Handhaving van bouwvoorschriften en dwangsom bij romneyloodsen in Halderberge

In deze zaak gaat het om een hoger beroep van [appellant] tegen een uitspraak van de rechtbank Breda, waarin de rechtbank de beroepen van [appellant] tegen handhavingsbesluiten van het college van burgemeester en wethouders van Halderberge ongegrond heeft verklaard.
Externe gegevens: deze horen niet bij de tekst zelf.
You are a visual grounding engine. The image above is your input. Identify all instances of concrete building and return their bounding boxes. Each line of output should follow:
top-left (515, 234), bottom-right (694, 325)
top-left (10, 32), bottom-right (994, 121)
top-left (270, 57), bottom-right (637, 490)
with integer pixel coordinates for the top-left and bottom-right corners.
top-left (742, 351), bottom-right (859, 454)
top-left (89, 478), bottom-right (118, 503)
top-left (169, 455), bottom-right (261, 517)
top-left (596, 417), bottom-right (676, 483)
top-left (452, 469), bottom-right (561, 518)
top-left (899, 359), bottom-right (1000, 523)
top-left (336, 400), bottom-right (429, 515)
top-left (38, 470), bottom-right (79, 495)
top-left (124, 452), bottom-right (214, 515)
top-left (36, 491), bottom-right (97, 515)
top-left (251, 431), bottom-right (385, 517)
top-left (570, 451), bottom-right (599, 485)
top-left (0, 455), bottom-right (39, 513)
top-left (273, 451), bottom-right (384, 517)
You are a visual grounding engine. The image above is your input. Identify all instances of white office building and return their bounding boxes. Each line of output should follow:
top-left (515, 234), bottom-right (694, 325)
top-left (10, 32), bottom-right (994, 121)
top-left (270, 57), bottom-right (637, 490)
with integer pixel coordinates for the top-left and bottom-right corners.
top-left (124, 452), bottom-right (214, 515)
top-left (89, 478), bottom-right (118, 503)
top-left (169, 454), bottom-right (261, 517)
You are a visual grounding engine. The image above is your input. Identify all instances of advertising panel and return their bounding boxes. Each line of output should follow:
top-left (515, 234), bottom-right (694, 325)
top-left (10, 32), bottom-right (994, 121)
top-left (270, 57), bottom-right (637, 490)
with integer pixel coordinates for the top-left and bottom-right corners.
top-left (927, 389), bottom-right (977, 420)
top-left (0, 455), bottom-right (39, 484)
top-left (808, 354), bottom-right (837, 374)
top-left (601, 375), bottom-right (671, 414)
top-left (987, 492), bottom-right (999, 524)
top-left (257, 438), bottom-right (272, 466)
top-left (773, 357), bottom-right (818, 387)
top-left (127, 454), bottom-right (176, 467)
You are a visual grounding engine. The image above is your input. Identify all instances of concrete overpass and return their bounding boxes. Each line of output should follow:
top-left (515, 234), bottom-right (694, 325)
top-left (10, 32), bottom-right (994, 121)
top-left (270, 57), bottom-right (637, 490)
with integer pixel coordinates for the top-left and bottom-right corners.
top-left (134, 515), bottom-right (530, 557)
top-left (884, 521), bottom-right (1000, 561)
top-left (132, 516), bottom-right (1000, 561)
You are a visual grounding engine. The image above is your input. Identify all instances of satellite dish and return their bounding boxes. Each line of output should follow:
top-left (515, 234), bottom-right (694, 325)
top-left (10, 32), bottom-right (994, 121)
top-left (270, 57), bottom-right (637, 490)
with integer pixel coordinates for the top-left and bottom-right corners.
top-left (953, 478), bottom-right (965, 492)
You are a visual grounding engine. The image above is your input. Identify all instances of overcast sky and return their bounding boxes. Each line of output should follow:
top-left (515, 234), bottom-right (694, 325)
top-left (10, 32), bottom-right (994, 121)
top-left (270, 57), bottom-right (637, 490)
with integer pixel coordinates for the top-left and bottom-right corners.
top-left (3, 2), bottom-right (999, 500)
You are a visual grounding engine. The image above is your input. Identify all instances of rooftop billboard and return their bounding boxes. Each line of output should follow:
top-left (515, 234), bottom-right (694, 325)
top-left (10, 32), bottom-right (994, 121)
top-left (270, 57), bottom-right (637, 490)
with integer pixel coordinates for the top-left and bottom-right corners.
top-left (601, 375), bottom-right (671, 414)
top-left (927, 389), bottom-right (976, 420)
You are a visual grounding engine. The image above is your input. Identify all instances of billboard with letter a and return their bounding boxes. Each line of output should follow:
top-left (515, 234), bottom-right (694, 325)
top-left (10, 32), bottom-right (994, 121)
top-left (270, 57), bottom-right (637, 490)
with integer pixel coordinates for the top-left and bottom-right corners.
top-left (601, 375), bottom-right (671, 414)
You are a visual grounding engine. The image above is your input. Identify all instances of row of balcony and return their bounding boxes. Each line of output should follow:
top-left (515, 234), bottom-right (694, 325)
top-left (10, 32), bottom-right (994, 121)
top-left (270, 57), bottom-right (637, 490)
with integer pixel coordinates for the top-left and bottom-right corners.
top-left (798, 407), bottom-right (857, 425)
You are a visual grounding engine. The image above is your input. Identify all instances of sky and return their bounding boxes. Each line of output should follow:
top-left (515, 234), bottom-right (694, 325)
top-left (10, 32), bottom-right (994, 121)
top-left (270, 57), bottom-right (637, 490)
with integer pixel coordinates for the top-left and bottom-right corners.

Het college had [appellant] gelast om romneyloodsen op zijn perceel te verwijderen, met een dwangsom van € 35.000,00. De rechtbank oordeelde dat het college handhavend mocht optreden, omdat de romneyloodsen bouwvergunningplichtige bouwwerken zijn en er geen vergunning was verleend. [appellant] stelde dat er bijzondere omstandigheden waren die het college hadden moeten doen afzien van handhaving, maar de rechtbank oordeelde dat er geen concreet zicht op legalisatie was en dat handhavend optreden niet onevenredig was.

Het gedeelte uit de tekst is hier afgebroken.